Литмир - Электронная Библиотека
Содержание  
A
A

– Там живут те русские, которые ушли с немцами. Туда каждый день приходит много людей.

– А мне сказали, что этот лагерь под Рыбны…

– Пану сказали неверно.

– Вы не покажете, как туда идти?

– Покажу, отчего же не показать, – ответила старуха и опустилась на колени перед распятием. Она молилась тихо, произнося неслышные быстрые слова одними губами. Порой она замолкала, упиралась руками в пол и склонялась в низком поклоне.

Коля смотрел на старуху и вспоминал бабушку, мамину тетю. Она была верующая, и Коля очень стыдился этого. Однажды у бабушки упала ее старенькая красная сумочка, в которой она носила деньги, когда ходила за покупками.
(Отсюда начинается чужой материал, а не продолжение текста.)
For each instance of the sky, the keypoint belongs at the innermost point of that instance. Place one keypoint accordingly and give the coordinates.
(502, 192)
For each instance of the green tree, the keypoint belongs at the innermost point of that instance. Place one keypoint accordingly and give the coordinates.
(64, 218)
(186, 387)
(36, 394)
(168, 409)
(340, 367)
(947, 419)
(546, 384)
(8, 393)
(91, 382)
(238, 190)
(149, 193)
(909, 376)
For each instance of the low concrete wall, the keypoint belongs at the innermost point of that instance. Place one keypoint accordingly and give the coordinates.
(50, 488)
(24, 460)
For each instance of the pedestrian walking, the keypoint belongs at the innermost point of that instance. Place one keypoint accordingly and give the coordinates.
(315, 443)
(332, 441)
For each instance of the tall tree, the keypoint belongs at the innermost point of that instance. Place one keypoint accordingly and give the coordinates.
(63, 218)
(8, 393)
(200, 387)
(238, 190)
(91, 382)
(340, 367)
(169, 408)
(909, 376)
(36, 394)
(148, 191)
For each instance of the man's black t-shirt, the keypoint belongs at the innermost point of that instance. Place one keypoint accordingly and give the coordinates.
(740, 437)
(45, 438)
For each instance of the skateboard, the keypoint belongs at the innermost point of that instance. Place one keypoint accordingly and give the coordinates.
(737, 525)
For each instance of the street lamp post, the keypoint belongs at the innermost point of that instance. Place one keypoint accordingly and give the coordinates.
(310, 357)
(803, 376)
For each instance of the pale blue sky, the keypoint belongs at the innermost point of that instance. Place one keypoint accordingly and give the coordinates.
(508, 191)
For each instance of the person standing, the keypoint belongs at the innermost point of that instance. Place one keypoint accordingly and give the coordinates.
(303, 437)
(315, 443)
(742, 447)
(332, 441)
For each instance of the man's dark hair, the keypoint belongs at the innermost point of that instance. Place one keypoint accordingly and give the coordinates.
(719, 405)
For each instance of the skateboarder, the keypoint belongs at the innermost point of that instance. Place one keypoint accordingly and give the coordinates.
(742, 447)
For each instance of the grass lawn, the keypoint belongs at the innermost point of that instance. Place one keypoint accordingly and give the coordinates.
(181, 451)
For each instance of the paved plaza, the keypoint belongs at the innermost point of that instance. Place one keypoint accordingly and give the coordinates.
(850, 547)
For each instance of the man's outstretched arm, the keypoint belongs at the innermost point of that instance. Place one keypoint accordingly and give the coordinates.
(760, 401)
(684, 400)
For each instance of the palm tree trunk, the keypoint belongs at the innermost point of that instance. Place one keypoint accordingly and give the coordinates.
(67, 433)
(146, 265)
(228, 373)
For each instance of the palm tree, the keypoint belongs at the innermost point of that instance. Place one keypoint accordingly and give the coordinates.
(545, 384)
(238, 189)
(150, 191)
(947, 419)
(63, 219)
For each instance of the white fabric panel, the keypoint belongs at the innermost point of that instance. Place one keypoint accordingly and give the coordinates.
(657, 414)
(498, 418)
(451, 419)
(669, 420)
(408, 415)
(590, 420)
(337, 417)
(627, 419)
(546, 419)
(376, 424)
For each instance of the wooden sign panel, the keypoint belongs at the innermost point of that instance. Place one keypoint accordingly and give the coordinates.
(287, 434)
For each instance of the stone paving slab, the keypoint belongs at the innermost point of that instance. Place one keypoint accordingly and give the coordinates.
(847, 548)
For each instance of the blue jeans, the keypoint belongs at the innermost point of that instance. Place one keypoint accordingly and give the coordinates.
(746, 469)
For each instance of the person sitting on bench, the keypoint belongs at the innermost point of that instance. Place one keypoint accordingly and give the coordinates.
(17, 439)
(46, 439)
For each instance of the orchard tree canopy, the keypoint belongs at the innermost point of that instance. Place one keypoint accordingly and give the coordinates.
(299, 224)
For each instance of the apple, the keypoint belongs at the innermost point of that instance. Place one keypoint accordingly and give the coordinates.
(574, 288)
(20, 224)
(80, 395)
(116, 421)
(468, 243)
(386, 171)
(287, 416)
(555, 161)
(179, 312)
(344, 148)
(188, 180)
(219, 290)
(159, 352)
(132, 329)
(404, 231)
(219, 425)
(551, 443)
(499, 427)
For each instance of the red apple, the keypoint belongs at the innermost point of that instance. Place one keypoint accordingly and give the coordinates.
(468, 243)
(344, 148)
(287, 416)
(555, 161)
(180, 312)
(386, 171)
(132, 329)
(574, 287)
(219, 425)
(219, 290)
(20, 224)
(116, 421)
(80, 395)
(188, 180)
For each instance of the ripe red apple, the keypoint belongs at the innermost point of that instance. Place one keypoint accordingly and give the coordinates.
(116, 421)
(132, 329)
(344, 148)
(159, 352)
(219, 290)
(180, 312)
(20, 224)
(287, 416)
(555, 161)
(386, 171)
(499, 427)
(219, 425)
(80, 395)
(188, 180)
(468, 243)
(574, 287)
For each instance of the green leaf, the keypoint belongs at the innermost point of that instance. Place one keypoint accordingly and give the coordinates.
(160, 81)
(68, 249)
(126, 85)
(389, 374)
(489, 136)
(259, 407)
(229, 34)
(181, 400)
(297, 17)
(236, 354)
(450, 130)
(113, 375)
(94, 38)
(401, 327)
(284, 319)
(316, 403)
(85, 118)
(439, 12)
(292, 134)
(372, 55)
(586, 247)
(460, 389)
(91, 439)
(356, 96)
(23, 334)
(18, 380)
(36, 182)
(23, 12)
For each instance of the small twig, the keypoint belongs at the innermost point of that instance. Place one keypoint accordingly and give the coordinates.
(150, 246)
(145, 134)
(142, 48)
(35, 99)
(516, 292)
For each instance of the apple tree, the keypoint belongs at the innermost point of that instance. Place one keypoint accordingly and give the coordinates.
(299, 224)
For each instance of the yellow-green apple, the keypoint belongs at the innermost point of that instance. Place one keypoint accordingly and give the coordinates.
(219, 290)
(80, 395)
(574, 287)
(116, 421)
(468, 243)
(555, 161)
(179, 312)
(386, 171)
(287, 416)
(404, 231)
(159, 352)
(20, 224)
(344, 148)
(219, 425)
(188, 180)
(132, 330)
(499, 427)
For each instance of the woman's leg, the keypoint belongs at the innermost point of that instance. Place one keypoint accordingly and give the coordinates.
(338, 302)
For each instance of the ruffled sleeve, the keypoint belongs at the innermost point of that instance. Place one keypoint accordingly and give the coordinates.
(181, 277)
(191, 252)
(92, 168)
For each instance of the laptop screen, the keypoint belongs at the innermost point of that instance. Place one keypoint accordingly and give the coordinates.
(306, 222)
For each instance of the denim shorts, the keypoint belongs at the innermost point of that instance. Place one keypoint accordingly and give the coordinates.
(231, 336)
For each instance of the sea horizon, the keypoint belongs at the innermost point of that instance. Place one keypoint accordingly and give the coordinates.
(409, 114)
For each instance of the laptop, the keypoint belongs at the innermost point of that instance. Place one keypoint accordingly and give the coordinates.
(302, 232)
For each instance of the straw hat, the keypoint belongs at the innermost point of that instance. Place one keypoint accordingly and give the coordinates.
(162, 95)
Из сумки выпало медное квадратное распятие. Коля засмеялся, схватил с пола распятие и стал дразнить бабушку, а после зашвырнул распятие в угол, под шкаф. Бабушка заплакала, а двоюродный брат мамы дядя Семен, войдя в комнату в гимнастерке без портупеи – он только что принимал ванну, – ударил Колю по шее, не больно, но очень обидно. Лицо его потемнело, он сказал:

– Это свинство. Не смей издеваться над человеком, понял?

– Она верующая! – Мальчик заплакал. Тогда ему было двенадцать лет, и он был не безликим Колей или Андреем Гришанчиковым. Он был Сашенькой Исаевым, баловнем дома, и его никто ни разу не ударял – ни мать, ни дядя Семен, пока он жил у них, ни бабушка. – Она верующая! – кричал он, заливаясь слезами. – Поповка! А я пионер! А она верующая!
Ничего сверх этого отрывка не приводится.